Contribution of cation-π interactions to the stability of Sm/LSm oligomeric assemblies.

In this work, we have analyzed the influence of cation-π interactions to the stability of Sm/LSm assemblies and their environmental preferences. The number of interactions formed by arginine is higher than lysine in the cationic group, while histidine is comparatively higher than phenylalanine and tyrosine in the π group. Arg-Tyr interactions are predominant among the various pairs analyzed. The furcation level of multiple cation-π interactions is much higher than that of single cation-π interactions in Sm/LSm interfaces.
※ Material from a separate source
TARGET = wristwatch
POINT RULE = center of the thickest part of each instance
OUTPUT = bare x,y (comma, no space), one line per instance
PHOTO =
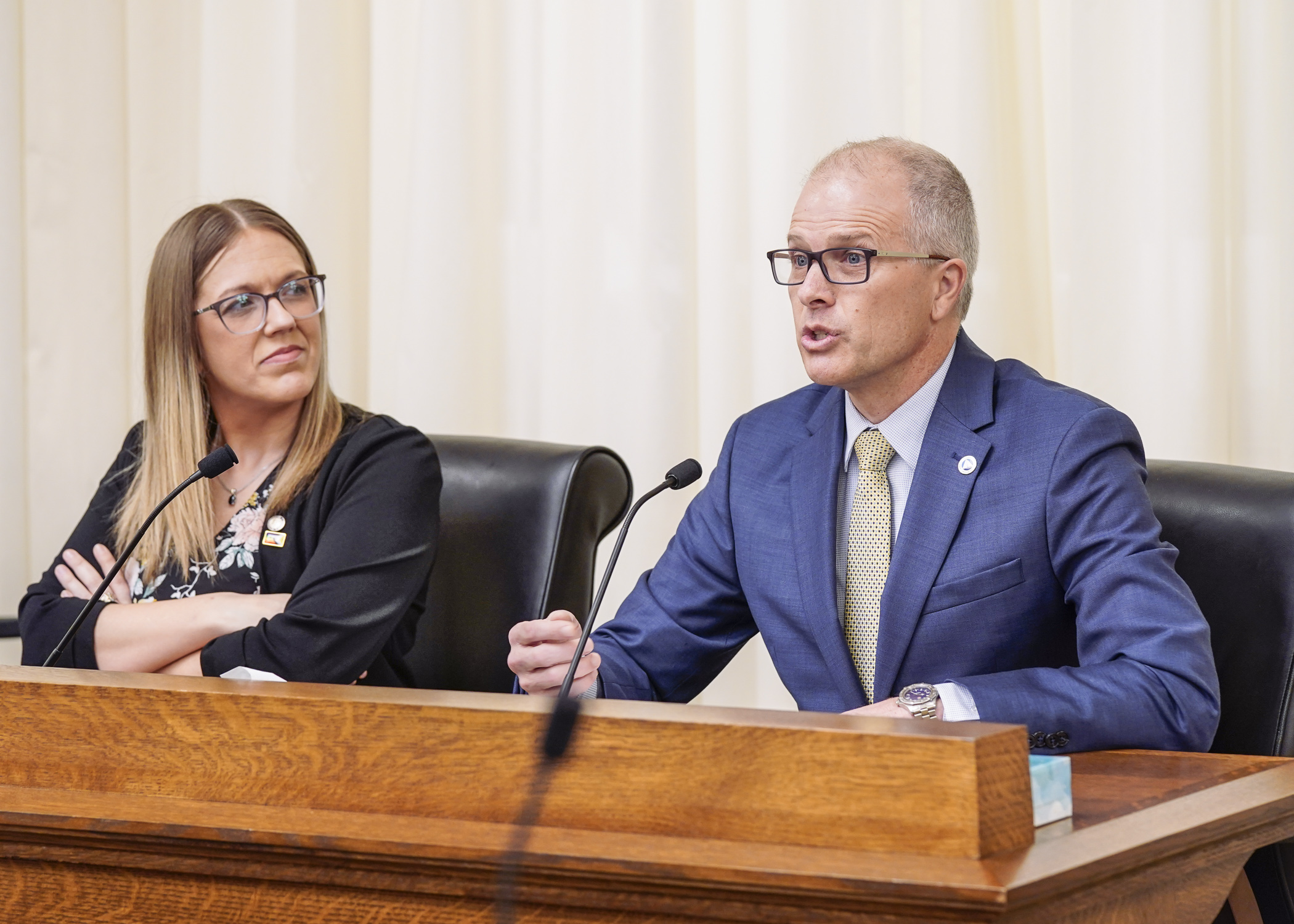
919,699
We have found hot spot residues forming cation-π interactions, and hot spot composition is similar for all aromatic residues. The Arg-Phe pair has the strongest interaction energy of -8.81 kcal mol(-1) among all the possible pairs of amino acids. The extent of burial of the residue side-chain correlates with the ΔΔG of binding for residues in the core and also for hot spot residues cation-π bonded across the interface. Secondary structure of the cation-π residues shows that Arg and Lys preferred to be in strand. Among the π residues, His prefers to be in helix, Phe prefers to be in turn, and Tyr prefers to be in strand. Stabilization centers for these proteins showed that all the five residues found in cation-π interactions are important in locating one or more of such centers. More than 50 % of the cation-π interacting residues are highly conserved. It is likely that the cation-π interactions contribute significantly to the overall stability of Sm/LSm proteins.
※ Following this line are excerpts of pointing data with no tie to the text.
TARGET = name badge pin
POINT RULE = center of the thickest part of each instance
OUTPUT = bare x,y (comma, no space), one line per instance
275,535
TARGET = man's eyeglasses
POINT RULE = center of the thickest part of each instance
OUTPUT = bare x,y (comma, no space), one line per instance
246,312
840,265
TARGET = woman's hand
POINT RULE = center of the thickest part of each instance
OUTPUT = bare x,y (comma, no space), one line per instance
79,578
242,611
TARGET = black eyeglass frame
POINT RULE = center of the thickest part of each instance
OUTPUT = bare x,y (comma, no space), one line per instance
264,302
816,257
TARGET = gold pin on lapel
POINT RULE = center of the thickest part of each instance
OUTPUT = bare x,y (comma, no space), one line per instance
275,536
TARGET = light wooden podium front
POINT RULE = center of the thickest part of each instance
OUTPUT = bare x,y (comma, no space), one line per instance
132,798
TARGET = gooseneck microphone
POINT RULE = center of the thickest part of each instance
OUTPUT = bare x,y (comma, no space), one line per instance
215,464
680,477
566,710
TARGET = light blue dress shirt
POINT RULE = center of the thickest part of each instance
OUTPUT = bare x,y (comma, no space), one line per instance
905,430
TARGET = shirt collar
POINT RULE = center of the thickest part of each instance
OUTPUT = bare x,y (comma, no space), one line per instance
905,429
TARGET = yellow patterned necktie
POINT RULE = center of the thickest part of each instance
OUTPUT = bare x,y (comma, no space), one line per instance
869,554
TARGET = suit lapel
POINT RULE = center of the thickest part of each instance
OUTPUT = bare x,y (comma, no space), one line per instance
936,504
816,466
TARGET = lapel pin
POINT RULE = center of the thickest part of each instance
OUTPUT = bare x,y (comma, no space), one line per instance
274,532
Contribution of anion-π interactions to the stability of Sm/LSm proteins.

We have analyzed the influence of anion-π interactions to the stability of Sm/LSm assemblies. The side chain of Glu is more likely to be in anion-π interactions than Asp. Phe has the highest occurrence in these interactions than the other two π residues. Among the anion-π residue pairs, Glu-Phe residue pair showed the maximum number of anion-π. We have found hot-spot residues forming anion-π interactions, and Glu-Phe is the most common hot-spot interacting pair. The significant numbers of anion-π interacting residues identified in the dataset were involved in the formation of multiple anion-π interactions. More than half of the residues involved in these interactions are evolutionarily conserved. The anion-π interaction energies are distance and orientation dependent. It was found that anion-π interactions showed energy less than -15 kcal mol(-1), and most of them have energy in the range -2 to -9 kcal mol(-1). Solvent accessibility pattern of Sm/LSm proteins reveals that all of the interacting residues are preferred to be in buried regions. Most of the interacting residues preferred to be in strand. A significant percentage of anion-π interacting residues are located as stabilization centers and thus might provide additional stability to these proteins. The simultaneous interaction of anions and cations on different faces of the same π-system has been observed. On the whole, the results presented in this work will be very useful for understanding the contribution of anion-π interaction to the stability of Sm/LSm proteins.